How We Started Simplifying Our Home Before Retirement

It started with a closet.

Not a grand plan. Not a system. Not a book I'd read about minimalism. Just my wife standing in the doorway of our guest room closet one Saturday morning, looking at thirty years of accumulated stuff, and saying: "I don't want to move all of this."

We're not moving yet. But retirement is close enough on the horizon that we've started thinking like people who are. And when you think that way, you start seeing your house differently.

You stop seeing what you own. You start seeing what you'd have to pack.

Why We Started Before We Had To

Most people, from what I can tell, deal with stuff when they're forced to. They downsize when the house gets sold. They declutter when a parent passes and they're standing in someone else's lifetime of belongings, overwhelmed and grieving at the same time.

I didn't want that to be us.

There's also something else going on for me — something harder to name. The more I've been thinking about what I want retirement to actually look like, the more I've realized that the life I want doesn't require most of what we own. The slower pace, the land we dream about, the mornings with coffee and no particular agenda — none of that needs a house full of things we haven't touched in a decade.

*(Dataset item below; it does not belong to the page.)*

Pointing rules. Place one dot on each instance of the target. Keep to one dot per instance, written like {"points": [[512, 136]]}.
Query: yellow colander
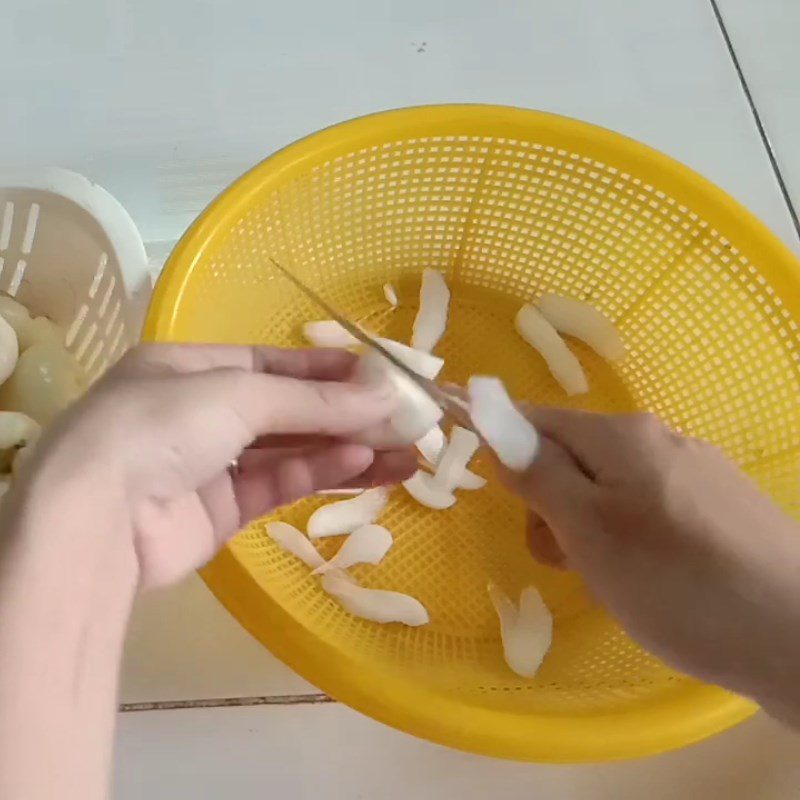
{"points": [[508, 204]]}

The stuff isn't neutral. It takes up space. It takes up mental energy. It carries weight you don't always notice until it's gone.

So we started.

What We Actually Did

We didn't hire a professional organizer. We didn't buy matching bins from the Container Store. We just started making decisions, one shelf at a time.

The guest room closet first. Then the garage. Then the kitchen — which took three weekends because my wife and I apparently have very different opinions about how many baking dishes a household needs.

Our rule was simple: if we haven't used it in two years, it goes. If we can't imagine it fitting in the next chapter of our life, it goes. If we only kept it because we felt guilty getting rid of it — it goes, and we say a small prayer of release over the donation box.

That last category turned out to be bigger than I expected.

There was a set of golf clubs I hadn't touched in eight years. A bread maker that came out twice. Boxes of my kids' old schoolwork I'd been saving since they were in elementary school — they're in their thirties now. Sports equipment for sports we no longer play. Clothes that fit the man I was, not the man I am.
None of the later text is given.